Divide using synthetic division $$ ( x^{3}+5x^{2}+9x+45 ) \div ( x-3 ) $$
Answer
The synthetic division table is:
$$ \begin{array}{c|rrrr}3&1&5&9&45\\& & 3& 24& \color{black}{99} \\ \hline &\color{blue}{1}&\color{blue}{8}&\color{blue}{33}&\color{orangered}{144} \end{array} $$The solution is:
$$ \frac{ x^{3}+5x^{2}+9x+45 }{ x-3 } = \color{blue}{x^{2}+8x+33} ~+~ \frac{ \color{red}{ 144 } }{ x-3 } $$Explanation
Step 1 : Write down the coefficients of the dividend into division table.
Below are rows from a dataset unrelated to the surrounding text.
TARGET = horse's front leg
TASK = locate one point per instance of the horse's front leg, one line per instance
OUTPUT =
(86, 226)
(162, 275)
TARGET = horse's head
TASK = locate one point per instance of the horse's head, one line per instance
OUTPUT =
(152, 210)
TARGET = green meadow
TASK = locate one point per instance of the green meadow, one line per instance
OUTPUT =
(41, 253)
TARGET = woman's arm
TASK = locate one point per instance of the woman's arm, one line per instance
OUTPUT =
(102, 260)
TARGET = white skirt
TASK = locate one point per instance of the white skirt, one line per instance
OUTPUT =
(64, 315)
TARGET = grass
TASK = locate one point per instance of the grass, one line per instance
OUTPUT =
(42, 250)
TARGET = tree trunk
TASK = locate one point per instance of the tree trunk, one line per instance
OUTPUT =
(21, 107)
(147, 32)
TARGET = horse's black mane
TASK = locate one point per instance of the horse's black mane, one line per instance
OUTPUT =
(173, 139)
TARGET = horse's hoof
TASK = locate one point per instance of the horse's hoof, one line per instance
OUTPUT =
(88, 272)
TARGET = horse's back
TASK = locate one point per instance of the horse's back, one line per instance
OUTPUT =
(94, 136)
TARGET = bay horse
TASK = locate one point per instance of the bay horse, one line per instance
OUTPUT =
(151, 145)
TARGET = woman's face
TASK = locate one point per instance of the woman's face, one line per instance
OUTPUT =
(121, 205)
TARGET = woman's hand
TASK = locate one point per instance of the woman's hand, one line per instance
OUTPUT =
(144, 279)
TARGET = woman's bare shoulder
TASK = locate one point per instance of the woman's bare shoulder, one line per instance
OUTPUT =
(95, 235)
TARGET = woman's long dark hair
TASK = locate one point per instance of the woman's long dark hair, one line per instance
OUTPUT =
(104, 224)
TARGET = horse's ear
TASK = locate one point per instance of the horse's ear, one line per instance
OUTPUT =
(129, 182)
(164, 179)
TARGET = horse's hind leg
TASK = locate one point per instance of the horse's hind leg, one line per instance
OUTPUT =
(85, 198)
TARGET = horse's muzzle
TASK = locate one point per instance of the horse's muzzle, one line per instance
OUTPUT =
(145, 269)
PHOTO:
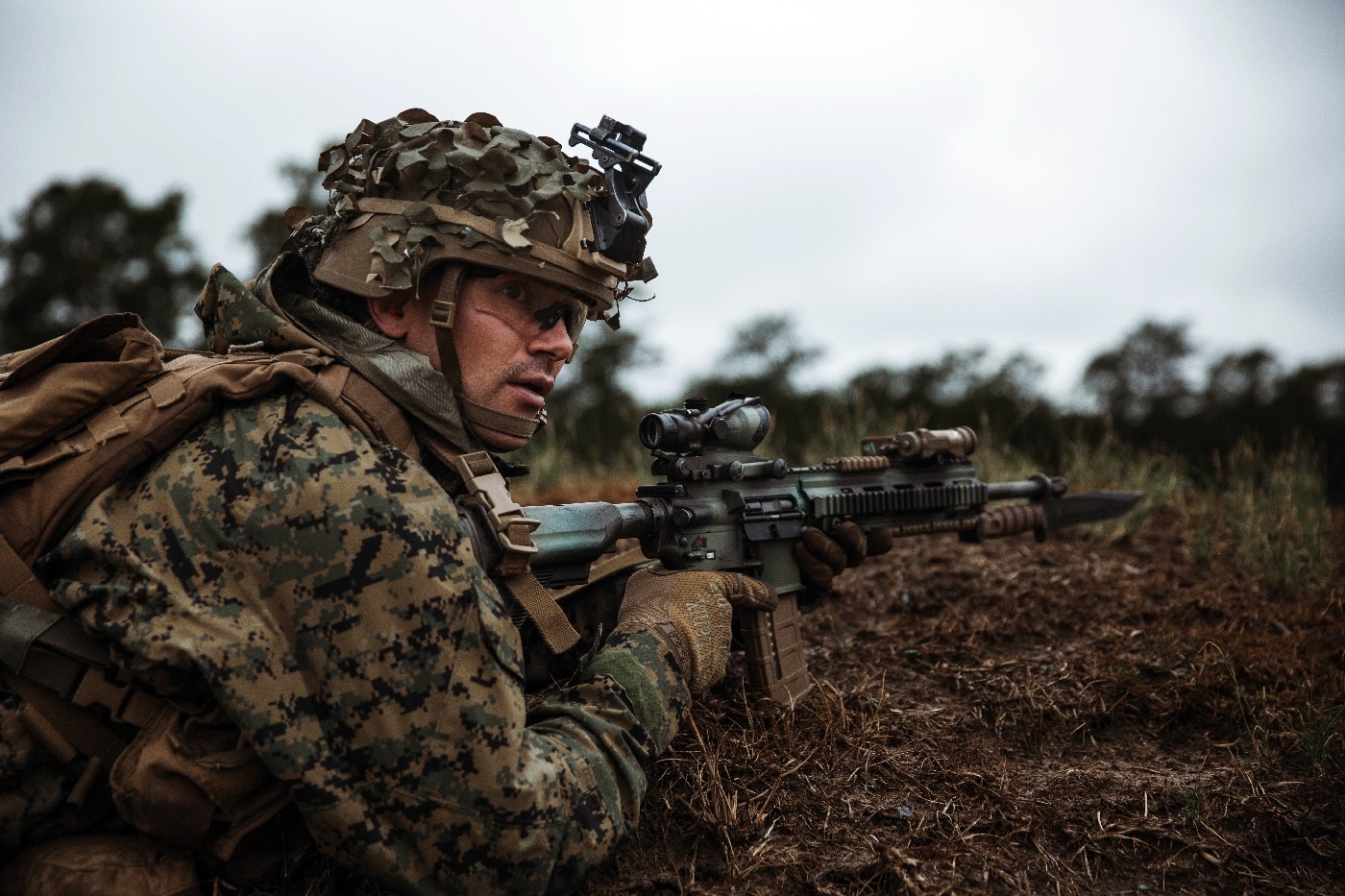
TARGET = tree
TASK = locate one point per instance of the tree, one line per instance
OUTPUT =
(595, 416)
(85, 249)
(1140, 381)
(763, 361)
(268, 230)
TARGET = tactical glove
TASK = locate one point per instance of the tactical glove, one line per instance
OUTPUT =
(690, 613)
(823, 556)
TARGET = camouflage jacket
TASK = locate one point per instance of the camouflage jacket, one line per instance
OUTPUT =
(319, 587)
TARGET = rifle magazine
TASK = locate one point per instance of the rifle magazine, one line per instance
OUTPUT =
(776, 667)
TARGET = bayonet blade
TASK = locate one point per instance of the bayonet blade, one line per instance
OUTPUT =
(1089, 506)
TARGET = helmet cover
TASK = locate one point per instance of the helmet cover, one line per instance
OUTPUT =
(413, 190)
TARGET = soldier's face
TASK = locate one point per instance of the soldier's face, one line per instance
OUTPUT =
(511, 341)
(510, 355)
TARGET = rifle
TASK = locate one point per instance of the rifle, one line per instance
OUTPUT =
(723, 507)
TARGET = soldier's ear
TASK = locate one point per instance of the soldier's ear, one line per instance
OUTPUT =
(392, 314)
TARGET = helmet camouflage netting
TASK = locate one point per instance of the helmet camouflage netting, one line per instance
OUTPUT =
(414, 190)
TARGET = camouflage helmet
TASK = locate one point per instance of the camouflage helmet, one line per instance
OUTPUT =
(412, 191)
(419, 202)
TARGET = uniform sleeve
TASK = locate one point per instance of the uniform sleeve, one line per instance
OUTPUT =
(325, 593)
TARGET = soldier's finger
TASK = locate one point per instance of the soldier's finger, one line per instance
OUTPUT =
(849, 536)
(824, 549)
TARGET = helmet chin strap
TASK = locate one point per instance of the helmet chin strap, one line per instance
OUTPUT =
(444, 309)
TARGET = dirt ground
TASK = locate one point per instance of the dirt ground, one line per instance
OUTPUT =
(1015, 717)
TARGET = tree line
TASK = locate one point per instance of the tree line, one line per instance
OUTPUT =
(86, 248)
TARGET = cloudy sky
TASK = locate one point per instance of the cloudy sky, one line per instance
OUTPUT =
(901, 178)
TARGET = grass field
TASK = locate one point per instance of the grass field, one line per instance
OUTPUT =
(1154, 707)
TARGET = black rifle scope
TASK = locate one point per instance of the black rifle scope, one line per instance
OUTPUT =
(737, 424)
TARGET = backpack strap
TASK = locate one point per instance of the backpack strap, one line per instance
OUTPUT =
(487, 492)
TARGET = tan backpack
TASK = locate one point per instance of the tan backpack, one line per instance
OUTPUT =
(77, 415)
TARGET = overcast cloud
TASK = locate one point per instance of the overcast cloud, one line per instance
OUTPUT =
(901, 178)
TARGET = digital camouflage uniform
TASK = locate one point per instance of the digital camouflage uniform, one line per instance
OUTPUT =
(320, 587)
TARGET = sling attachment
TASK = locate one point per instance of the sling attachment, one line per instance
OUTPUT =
(487, 492)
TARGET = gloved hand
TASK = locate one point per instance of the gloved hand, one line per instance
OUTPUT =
(690, 613)
(822, 556)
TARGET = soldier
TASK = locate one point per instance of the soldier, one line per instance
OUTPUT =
(339, 671)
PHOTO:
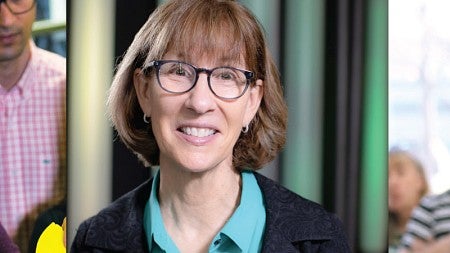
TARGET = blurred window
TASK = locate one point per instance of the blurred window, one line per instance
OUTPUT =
(419, 84)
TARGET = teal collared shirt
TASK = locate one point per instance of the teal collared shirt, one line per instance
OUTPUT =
(242, 233)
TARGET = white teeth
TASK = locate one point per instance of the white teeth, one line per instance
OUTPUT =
(198, 132)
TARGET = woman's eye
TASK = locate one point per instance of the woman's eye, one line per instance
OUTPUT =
(180, 71)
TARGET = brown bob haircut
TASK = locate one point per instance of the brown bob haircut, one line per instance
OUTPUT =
(214, 28)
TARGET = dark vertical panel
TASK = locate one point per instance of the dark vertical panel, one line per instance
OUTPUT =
(343, 95)
(128, 172)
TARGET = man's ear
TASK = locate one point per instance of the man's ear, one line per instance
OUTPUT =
(256, 93)
(141, 85)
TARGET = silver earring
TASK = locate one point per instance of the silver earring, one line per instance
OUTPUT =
(145, 119)
(245, 129)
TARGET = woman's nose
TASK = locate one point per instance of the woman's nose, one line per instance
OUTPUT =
(200, 98)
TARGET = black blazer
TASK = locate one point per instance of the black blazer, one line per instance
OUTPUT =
(293, 224)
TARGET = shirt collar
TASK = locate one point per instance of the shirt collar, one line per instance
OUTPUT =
(27, 76)
(242, 236)
(251, 199)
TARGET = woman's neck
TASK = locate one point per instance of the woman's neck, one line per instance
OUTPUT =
(197, 204)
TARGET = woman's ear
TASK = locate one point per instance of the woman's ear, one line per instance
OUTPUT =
(141, 85)
(256, 93)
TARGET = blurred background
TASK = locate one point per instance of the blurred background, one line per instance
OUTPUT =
(419, 85)
(49, 30)
(332, 55)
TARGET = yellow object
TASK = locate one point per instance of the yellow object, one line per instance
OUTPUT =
(51, 240)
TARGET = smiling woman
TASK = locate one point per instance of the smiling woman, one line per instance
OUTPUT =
(201, 81)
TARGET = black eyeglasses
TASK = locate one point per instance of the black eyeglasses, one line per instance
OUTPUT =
(179, 77)
(19, 6)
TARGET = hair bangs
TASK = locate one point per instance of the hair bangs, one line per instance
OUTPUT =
(208, 32)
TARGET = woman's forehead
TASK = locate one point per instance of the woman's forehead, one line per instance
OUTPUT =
(215, 58)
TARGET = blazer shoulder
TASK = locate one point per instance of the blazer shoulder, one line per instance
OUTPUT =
(297, 220)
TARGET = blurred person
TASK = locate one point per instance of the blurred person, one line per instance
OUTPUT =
(32, 122)
(428, 229)
(407, 184)
(198, 94)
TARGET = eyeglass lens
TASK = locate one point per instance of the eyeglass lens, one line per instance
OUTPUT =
(225, 82)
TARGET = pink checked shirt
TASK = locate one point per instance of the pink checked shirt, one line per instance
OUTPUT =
(33, 142)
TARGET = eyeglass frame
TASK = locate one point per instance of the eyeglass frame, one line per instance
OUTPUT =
(18, 13)
(158, 63)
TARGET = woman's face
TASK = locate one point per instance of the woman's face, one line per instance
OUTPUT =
(196, 131)
(406, 185)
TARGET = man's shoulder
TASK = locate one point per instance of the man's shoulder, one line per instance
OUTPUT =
(49, 62)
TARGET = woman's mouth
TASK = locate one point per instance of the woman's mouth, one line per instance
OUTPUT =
(198, 132)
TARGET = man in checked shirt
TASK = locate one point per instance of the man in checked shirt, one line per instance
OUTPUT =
(32, 123)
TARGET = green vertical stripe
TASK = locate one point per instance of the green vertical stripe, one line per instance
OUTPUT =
(373, 223)
(90, 147)
(303, 80)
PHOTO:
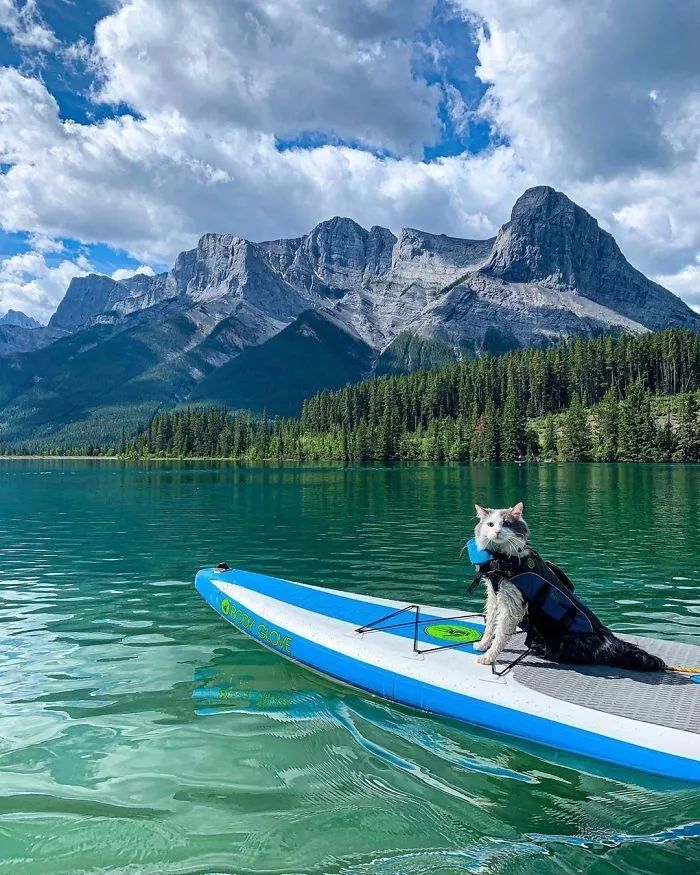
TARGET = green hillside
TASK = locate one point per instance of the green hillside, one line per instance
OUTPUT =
(311, 354)
(609, 399)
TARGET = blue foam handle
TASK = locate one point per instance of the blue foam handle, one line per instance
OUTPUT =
(476, 555)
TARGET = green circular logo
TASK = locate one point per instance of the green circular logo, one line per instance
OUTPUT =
(453, 633)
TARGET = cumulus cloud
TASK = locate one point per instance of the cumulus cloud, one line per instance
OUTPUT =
(152, 185)
(686, 283)
(30, 284)
(125, 273)
(25, 26)
(284, 67)
(600, 100)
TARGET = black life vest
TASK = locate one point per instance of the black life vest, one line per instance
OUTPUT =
(553, 611)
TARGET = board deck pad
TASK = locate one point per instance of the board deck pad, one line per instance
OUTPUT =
(661, 697)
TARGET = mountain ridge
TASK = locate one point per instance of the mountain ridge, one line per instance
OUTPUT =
(551, 272)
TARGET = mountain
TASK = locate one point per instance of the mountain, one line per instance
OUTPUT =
(263, 325)
(21, 320)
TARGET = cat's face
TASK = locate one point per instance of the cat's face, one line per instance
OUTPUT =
(501, 530)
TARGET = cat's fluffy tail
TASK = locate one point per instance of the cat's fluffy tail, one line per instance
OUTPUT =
(624, 654)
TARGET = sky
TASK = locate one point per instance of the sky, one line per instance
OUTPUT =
(128, 128)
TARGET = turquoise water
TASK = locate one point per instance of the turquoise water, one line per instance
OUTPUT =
(139, 733)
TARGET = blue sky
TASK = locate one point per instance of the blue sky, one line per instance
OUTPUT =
(127, 129)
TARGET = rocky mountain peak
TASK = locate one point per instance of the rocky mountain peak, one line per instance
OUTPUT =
(86, 297)
(551, 239)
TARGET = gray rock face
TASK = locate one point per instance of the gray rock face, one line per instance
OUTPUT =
(550, 272)
(19, 319)
(553, 242)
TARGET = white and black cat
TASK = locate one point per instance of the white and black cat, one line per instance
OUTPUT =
(524, 590)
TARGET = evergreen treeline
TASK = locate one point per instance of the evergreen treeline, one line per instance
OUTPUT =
(619, 398)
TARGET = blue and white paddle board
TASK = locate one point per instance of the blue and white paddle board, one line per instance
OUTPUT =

Put the zero from $ x -3 = 0 $ ( $ x = \color{blue}{ 3 } $ ) at the left.
$$ \begin{array}{c|rrrr}\color{blue}{3}&1&5&9&45\\& & & & \\ \hline &&&& \end{array} $$Step 1 : Bring down the leading coefficient to the bottom row.
$$ \begin{array}{c|rrrr}3&\color{orangered}{ 1 }&5&9&45\\& & & & \\ \hline &\color{orangered}{1}&&& \end{array} $$Step 2 : Multiply by the number on the left, and carry the result into the next column: $ \color{blue}{ 3 } \cdot \color{blue}{ 1 } = \color{blue}{ 3 } $.
$$ \begin{array}{c|rrrr}\color{blue}{3}&1&5&9&45\\& & \color{blue}{3} & & \\ \hline &\color{blue}{1}&&& \end{array} $$Step 3 : Add down last column: $ \color{orangered}{ 5 } + \color{orangered}{ 3 } = \color{orangered}{ 8 } $
$$ \begin{array}{c|rrrr}3&1&\color{orangered}{ 5 }&9&45\\& & \color{orangered}{3} & & \\ \hline &1&\color{orangered}{8}&& \end{array} $$Step 4 : Multiply by the number on the left, and carry the result into the next column: $ \color{blue}{ 3 } \cdot \color{blue}{ 8 } = \color{blue}{ 24 } $.
$$ \begin{array}{c|rrrr}\color{blue}{3}&1&5&9&45\\& & 3& \color{blue}{24} & \\ \hline &1&\color{blue}{8}&& \end{array} $$Step 5 : Add down last column: $ \color{orangered}{ 9 } + \color{orangered}{ 24 } = \color{orangered}{ 33 } $
$$ \begin{array}{c|rrrr}3&1&5&\color{orangered}{ 9 }&45\\& & 3& \color{orangered}{24} & \\ \hline &1&8&\color{orangered}{33}& \end{array} $$Step 6 : Multiply by the number on the left, and carry the result into the next column: $ \color{blue}{ 3 } \cdot \color{blue}{ 33 } = \color{blue}{ 99 } $.
$$ \begin{array}{c|rrrr}\color{blue}{3}&1&5&9&45\\& & 3& 24& \color{blue}{99} \\ \hline &1&8&\color{blue}{33}& \end{array} $$Step 7 : Add down last column: $ \color{orangered}{ 45 } + \color{orangered}{ 99 } = \color{orangered}{ 144 } $
$$ \begin{array}{c|rrrr}3&1&5&9&\color{orangered}{ 45 }\\& & 3& 24& \color{orangered}{99} \\ \hline &\color{blue}{1}&\color{blue}{8}&\color{blue}{33}&\color{orangered}{144} \end{array} $$Bottom line represents the quotient $ \color{blue}{ x^{2}+8x+33 } $ with a remainder of $ \color{red}{ 144 } $.